J Chris Horne, Northland
Lazy lingo
A bit deaf I might be, but spoken language these days is just getting lazy. TV
commentaries, announcing, documentary comments, actors and actresses in movies and TV serials, slur words and make speech difficult to understand. Don’t they teach elocution at schools?
I thought it was only me. Apparently not – others have had the same experience, and no-one has talked about it. What with slang creeping in; swearing galore; dialects and lazy speech, it is little wonder that immigrants have difficulty understanding us, let alone learning English as a second language.
Speech is a wonderful thing - it’s a pity it is being abused so much.
I will have to learn sign language! Maureen Lee, Waitarere Beach
Better use of space
Has Mike Williams read the Let’s Get Wellington Moving proposals (Letters, Nov 14)? He seems unaware that the ‘‘light rail’’ proposal is a waterfront quays and Taranaki St rapid transit route, not Lambton Quay.
LGWM concluded that the best way to get Wellington moving is to ‘‘move more people using fewer vehicles’’. They show that by investing in better public transport, walking and cycling/scooting, Wellington can double, double again, and double again the productivity of its existing road space. Wellington doesn’t have a capacity problem; it has a productivity problem.
Williams asks us to believe we can get Wellington moving by making more room for more vehicles, encouraging more people to get around in the least spatially efficient way ever invented. Cars and roads are great if you live in a small town with few people and lots of space. In crowded cities short of space, they create congestion.
This is not a Left versus Right issue. The question is whether it’s better for Wellington to invest in productivity, as LGWM recommends, or capacity, as Williams favours. History shows that in the long run, productivity always wins. Which side of history will Wellington choose?
John Rankin, Wellington
Silly labels
This intergenerational name calling is doing no good, being childish in the extreme.

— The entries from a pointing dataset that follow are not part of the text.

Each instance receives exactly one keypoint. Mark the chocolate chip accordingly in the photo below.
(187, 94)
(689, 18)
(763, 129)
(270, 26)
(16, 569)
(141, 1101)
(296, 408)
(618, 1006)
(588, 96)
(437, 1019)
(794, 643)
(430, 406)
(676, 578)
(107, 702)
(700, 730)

It only serves to elicit the selective memory of all contenders. Each population/generational cohort has its problems and its good times, to the envy of some and the sympathy of others.
I was born during the years of World War II, a period of considerable austerity, with my parents and their parents having gone through the 1930s Depression. Children born during and after the conflict benefited from the slow improvement of circumstances.
The various generational ‘‘types’’ that have been identified subsequently are largely spurious; silly labels with little or no validity. They are diffuse, broadlybased, overlapping categories which have had and will continue to have, their ups and downs just like any group. It is obvious that the old and young still living both benefit and suffer in concert as fortunes fluctuate. The old often finding it harder to manage than the young, who at least have time on their side.
Perhaps the history curriculum as yet to be taught in New Zealand schools could examine and analyse generational flaws as well as aptitudes, and perhaps bring about a greater understanding, enlightenment and tolerance?
Allen Heath, Woburn
Demetrius Christoforou attacks me for my ‘‘shameful’’ attitude to Chlo¨ e Swarbrick’s views about climate change. (Letters, Nov 15).
I expressed no views about Swarbrick’s views on climate change so his attack falls to the ground. To me the issue is not the occasion nor the interjection.
Swarbrick’s remark of ‘‘OK, Boomer’’ could have been made at many other times on any number of subjects where there are generational differences in view.
For his information I am not, and have never been, a member of any political party so I have no cohorts from National or any other party, as was claimed.
The only point I was making was about the very dismissive language Swarbrick used and what that says about how she views other generations. I stand by those comments.